L’Impero non verrà abbattuto. Non verrà rovesciato. Non verrà nemmeno formalmente sfidato. Verrà aggirato. Ed è questa la forma più umiliante del declino: non la sconfitta, ma l’irrilevanza progressiva; non il crollo spettacolare, ma la constatazione silenziosa che non è più necessario.

Italia: l’interregno come condizione permanente

In questo passaggio storico, l’Italia non fa eccezione. Fa statistica.

Se il mondo occidentale nel suo complesso vive un interregno, l’Italia ne è una delle espressioni più pure e più avanzate: un paese in cui il vecchio modello continua a morire lentamente e il nuovo non solo fatica a nascere, ma non viene nemmeno cercato.
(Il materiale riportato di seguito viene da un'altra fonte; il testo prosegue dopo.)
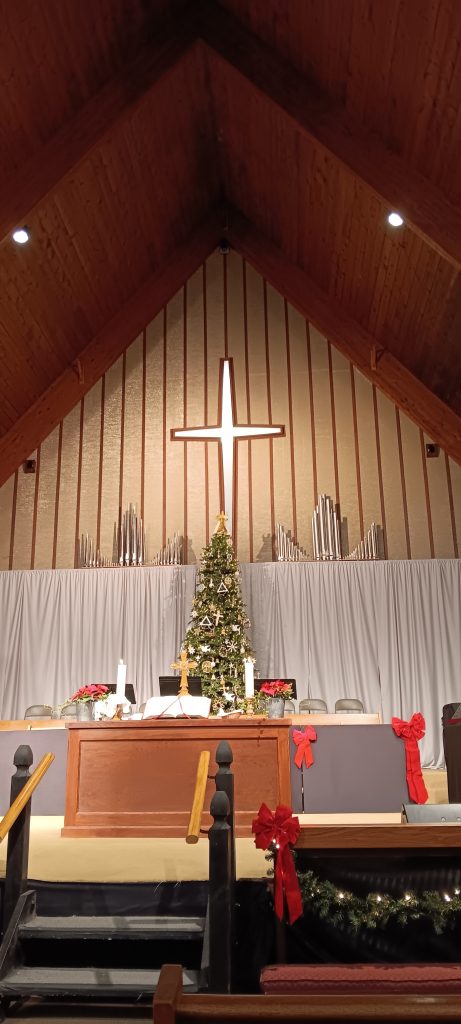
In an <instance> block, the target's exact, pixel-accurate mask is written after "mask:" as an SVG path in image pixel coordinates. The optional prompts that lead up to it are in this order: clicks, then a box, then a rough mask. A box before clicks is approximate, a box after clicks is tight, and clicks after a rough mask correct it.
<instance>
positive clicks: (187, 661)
mask: <svg viewBox="0 0 461 1024" xmlns="http://www.w3.org/2000/svg"><path fill="white" fill-rule="evenodd" d="M171 668H172V669H179V671H180V674H181V679H180V683H179V690H178V694H177V695H178V696H179V697H186V696H188V686H187V676H188V673H190V671H191V669H197V662H190V660H188V657H187V651H186V650H181V652H180V654H179V660H178V662H173V663H172V665H171Z"/></svg>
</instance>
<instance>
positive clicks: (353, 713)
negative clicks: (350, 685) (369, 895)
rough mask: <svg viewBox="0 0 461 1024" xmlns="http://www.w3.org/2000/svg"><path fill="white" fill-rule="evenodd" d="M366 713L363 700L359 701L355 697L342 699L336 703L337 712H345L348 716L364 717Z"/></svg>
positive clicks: (336, 709)
mask: <svg viewBox="0 0 461 1024" xmlns="http://www.w3.org/2000/svg"><path fill="white" fill-rule="evenodd" d="M364 711H365V709H364V706H363V703H362V700H357V699H355V697H341V699H340V700H337V701H336V703H335V712H345V713H346V714H348V715H362V714H363V713H364Z"/></svg>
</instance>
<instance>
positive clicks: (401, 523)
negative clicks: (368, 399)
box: [377, 391, 407, 558]
mask: <svg viewBox="0 0 461 1024" xmlns="http://www.w3.org/2000/svg"><path fill="white" fill-rule="evenodd" d="M377 404H378V424H379V437H380V449H381V468H382V486H383V494H384V509H385V515H386V541H387V557H388V558H407V541H406V536H405V514H404V497H403V492H402V479H401V469H400V461H399V440H397V432H396V423H395V407H394V406H393V404H392V402H391V401H389V399H388V398H386V396H385V395H383V394H381V392H379V391H378V393H377Z"/></svg>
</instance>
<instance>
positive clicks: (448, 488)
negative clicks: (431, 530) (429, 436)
mask: <svg viewBox="0 0 461 1024" xmlns="http://www.w3.org/2000/svg"><path fill="white" fill-rule="evenodd" d="M431 441H432V438H431V437H427V436H426V435H424V444H428V443H429V442H431ZM425 464H426V472H427V486H428V490H429V503H430V519H431V523H432V538H433V554H434V558H453V557H454V555H455V548H454V544H453V529H452V517H451V513H450V495H449V485H448V476H447V465H446V461H445V456H444V453H443V452H439V454H438V456H437V458H436V459H426V463H425Z"/></svg>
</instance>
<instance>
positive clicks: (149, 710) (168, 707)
mask: <svg viewBox="0 0 461 1024" xmlns="http://www.w3.org/2000/svg"><path fill="white" fill-rule="evenodd" d="M210 709H211V700H210V698H209V697H193V696H191V694H187V696H185V697H180V696H178V695H176V696H171V695H170V696H167V697H151V698H150V699H149V700H148V701H146V705H145V708H144V714H143V715H142V718H143V719H146V718H208V717H209V714H210Z"/></svg>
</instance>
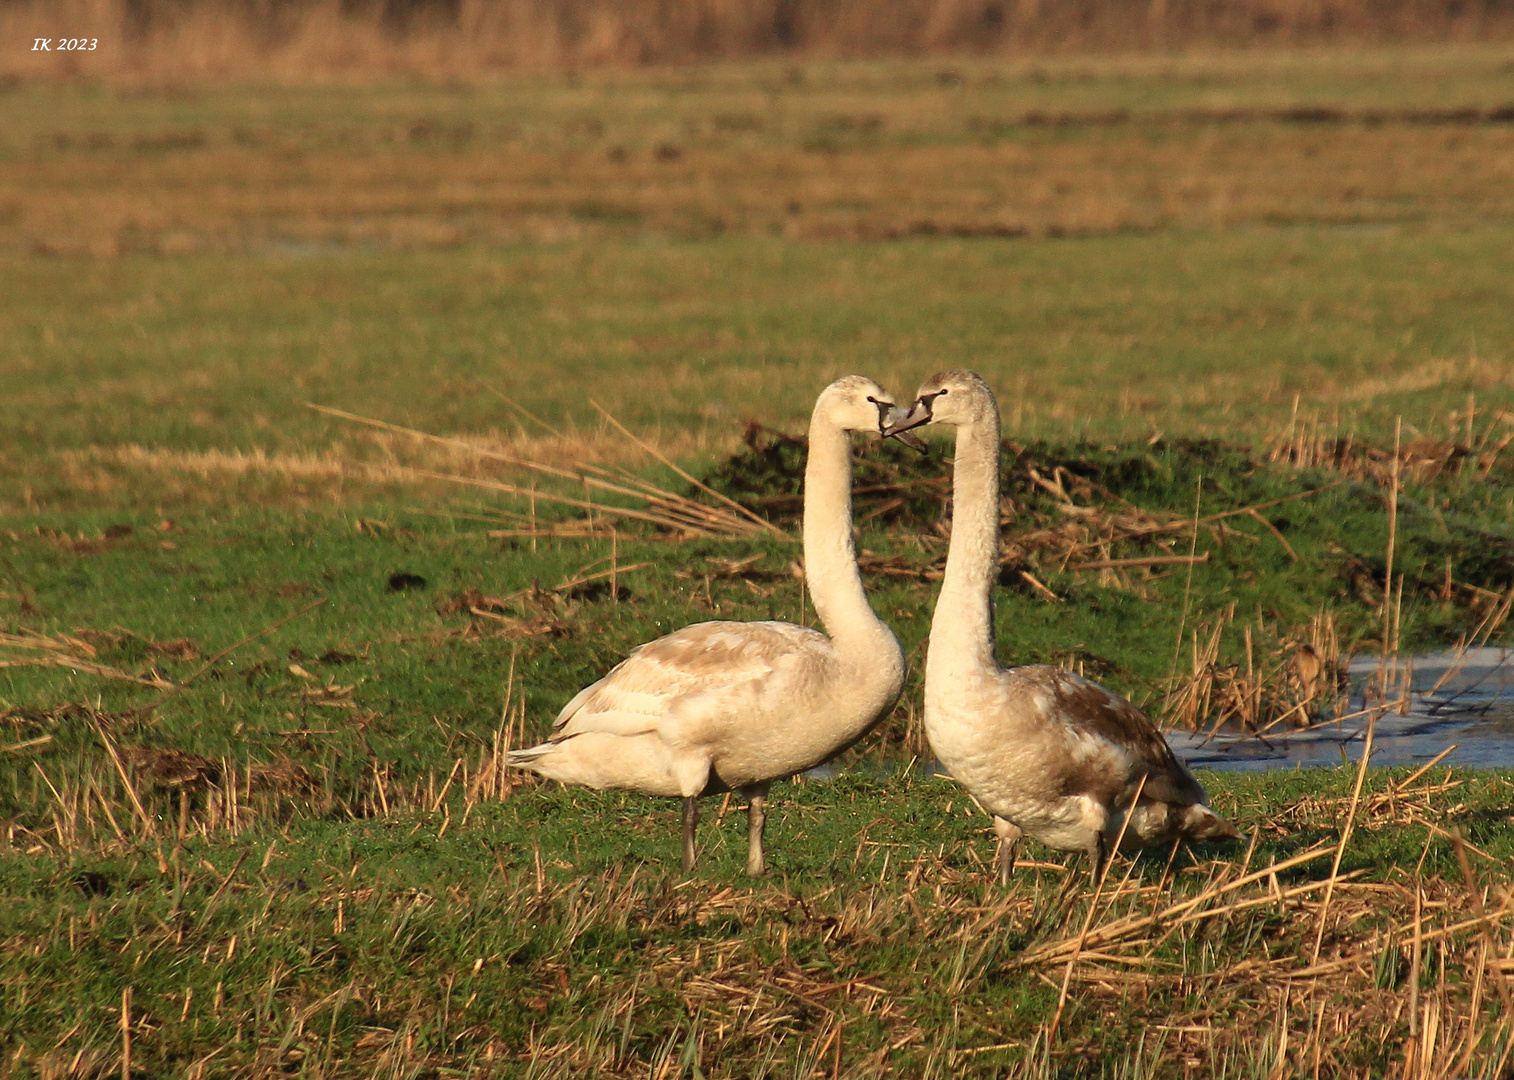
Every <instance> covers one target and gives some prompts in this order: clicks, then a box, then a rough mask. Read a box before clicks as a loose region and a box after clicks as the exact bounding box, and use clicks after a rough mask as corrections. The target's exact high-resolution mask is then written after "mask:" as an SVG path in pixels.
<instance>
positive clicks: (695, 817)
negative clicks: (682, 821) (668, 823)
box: [683, 795, 699, 874]
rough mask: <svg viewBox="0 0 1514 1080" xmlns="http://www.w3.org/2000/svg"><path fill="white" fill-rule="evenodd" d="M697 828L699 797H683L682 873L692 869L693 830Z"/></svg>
mask: <svg viewBox="0 0 1514 1080" xmlns="http://www.w3.org/2000/svg"><path fill="white" fill-rule="evenodd" d="M698 826H699V797H698V795H684V800H683V872H684V874H687V872H689V871H692V869H693V856H695V851H693V830H695V829H698Z"/></svg>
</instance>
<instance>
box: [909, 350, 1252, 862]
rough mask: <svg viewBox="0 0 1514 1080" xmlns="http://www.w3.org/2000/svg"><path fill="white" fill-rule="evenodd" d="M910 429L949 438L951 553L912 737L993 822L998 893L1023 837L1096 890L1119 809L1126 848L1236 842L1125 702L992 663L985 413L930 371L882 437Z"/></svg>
mask: <svg viewBox="0 0 1514 1080" xmlns="http://www.w3.org/2000/svg"><path fill="white" fill-rule="evenodd" d="M922 424H952V426H955V427H957V457H955V465H954V470H952V501H954V512H952V530H951V547H949V548H948V553H946V576H945V580H943V582H942V592H940V597H939V598H937V601H936V615H934V618H933V621H931V645H930V657H928V659H927V663H925V733H927V736H928V738H930V741H931V750H933V751H934V753H936V757H937V759H940V762H942V765H945V766H946V769H948V771H949V773H951V774H952V777H954V779H955V780H957V782H958V783H961V786H963V788H966V789H967V791H969V792H972V797H974V798H977V800H978V801H980V803H981V804H983V806H984V807H986V809H987V810H989V812H990V813H992V815H993V827H995V830H996V832H998V835H999V850H998V857H996V865H998V869H999V880H1001V882H1004V883H1008V877H1010V871H1011V869H1013V866H1014V847H1016V844H1017V842H1019V839H1020V836H1022V835H1025V833H1030V835H1031V836H1034V838H1036V839H1039V841H1042V842H1043V844H1048V845H1051V847H1054V848H1060V850H1064V851H1070V850H1081V851H1087V853H1089V863H1090V869H1092V874H1093V880H1095V882H1098V880H1099V879H1101V877H1102V874H1104V863H1105V857H1107V856H1108V848H1110V842H1111V841H1113V839H1114V838H1116V836H1119V832H1120V826H1122V821H1123V818H1125V813H1126V810H1128V807H1129V804H1131V801H1135V809H1134V810H1132V812H1131V813H1129V824H1126V826H1125V838H1126V841H1131V842H1137V844H1155V842H1160V841H1170V839H1179V838H1182V839H1220V838H1226V839H1232V838H1235V836H1238V833H1237V832H1235V829H1234V827H1232V826H1231V824H1229V822H1228V821H1225V819H1223V818H1220V816H1219V815H1216V813H1214V812H1213V810H1211V809H1210V807H1208V806H1207V804H1205V803H1207V797H1205V794H1204V788H1201V786H1199V782H1198V780H1195V779H1193V774H1192V773H1188V769H1187V768H1184V766H1182V763H1181V762H1179V760H1178V759H1176V757H1175V756H1173V753H1172V750H1170V748H1169V747H1167V741H1166V739H1163V738H1161V733H1160V732H1158V730H1157V729H1155V727H1154V726H1152V723H1151V721H1149V719H1148V718H1146V716H1145V715H1143V713H1142V712H1140V710H1139V709H1137V707H1135V706H1132V704H1131V703H1129V701H1125V700H1123V698H1120V697H1117V695H1114V694H1111V692H1110V691H1107V689H1104V688H1102V686H1099V685H1098V683H1092V682H1089V680H1087V679H1084V677H1081V676H1076V674H1073V673H1072V671H1064V670H1061V668H1052V666H1046V665H1042V663H1036V665H1028V666H1022V668H1001V666H999V663H998V660H996V659H995V654H993V600H992V592H993V583H995V580H996V577H998V570H999V557H998V556H999V407H998V403H996V401H995V400H993V391H990V389H989V385H987V383H986V382H984V380H983V377H981V376H978V374H975V373H972V371H943V373H940V374H936V376H931V377H930V379H928V380H925V385H924V386H921V392H919V398H917V400H916V401H914V406H913V407H911V409H910V412H908V414H904V415H901V414H895V415H893V417H892V418H890V423H889V424H886V426H884V433H886V435H898V433H901V432H907V430H908V429H911V427H919V426H922Z"/></svg>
L’Italia del 2026 continuerà a dichiararsi “al centro” dell’Europa e del Mediterraneo mentre resterà accuratamente fuori da ogni vero processo decisionale strategico; continuerà a definirsi alleata mentre si comporterà da territorio affidabile, utile per basi, rotte, vincoli e allineamenti automatici; continuerà a parlare di interesse nazionale mentre accetterà che quell’interesse venga definito altrove, in lingue diverse e con priorità diverse.

Qui la lezione gramsciana diventa ancora più tagliente: l’egemonia non è solo dominio, è capacità di rendere naturale ciò che conviene. E in Italia, nel 2025–2026, ciò che è diventato “naturale” è l’idea che decidere sia pericoloso, che negoziare sia sconveniente, che usare le proprie leve — geografiche, industriali, diplomatiche — sia una forma di irresponsabilità.

L’Italia non verrà punita. Non verrà commissariata. Non verrà espulsa da nulla.

Semplicemente, non verrà consultata.

E come sempre accade ai paesi che scambiano la prudenza per virtù e l’inerzia per realismo, scoprirà che l’assenza di scelte non è neutralità, ma una scelta passiva a favore di chi decide.

Dopo l’Impero, durante l’interregno

Nel 2026 alcuni attori — Stati, imprese, sistemi finanziari — si posizioneranno di conseguenza, riorientando flussi, alleanze, catene del valore e strategie monetarie verso un mondo che non chiede più autorizzazioni né certificazioni morali. Gli altri continueranno a parlare di ordine, di leadership e di “comunità internazionale”, senza accorgersi che quella comunità, semplicemente, si è spostata.

E mentre l’Occidente continuerà a interrogarsi su come “difendere i propri valori”, l’Italia compresa, il resto del mondo avrà già risolto una questione molto più elementare, molto più concreta e molto più spietata: come vivere, commerciare e sopravvivere senza di lui.

Questa non è una profezia. È una constatazione. E per un Impero — e per i suoi vassalli più zelanti, intrappolati in un interregno che scambiano per stabilità — non esiste condanna più severa.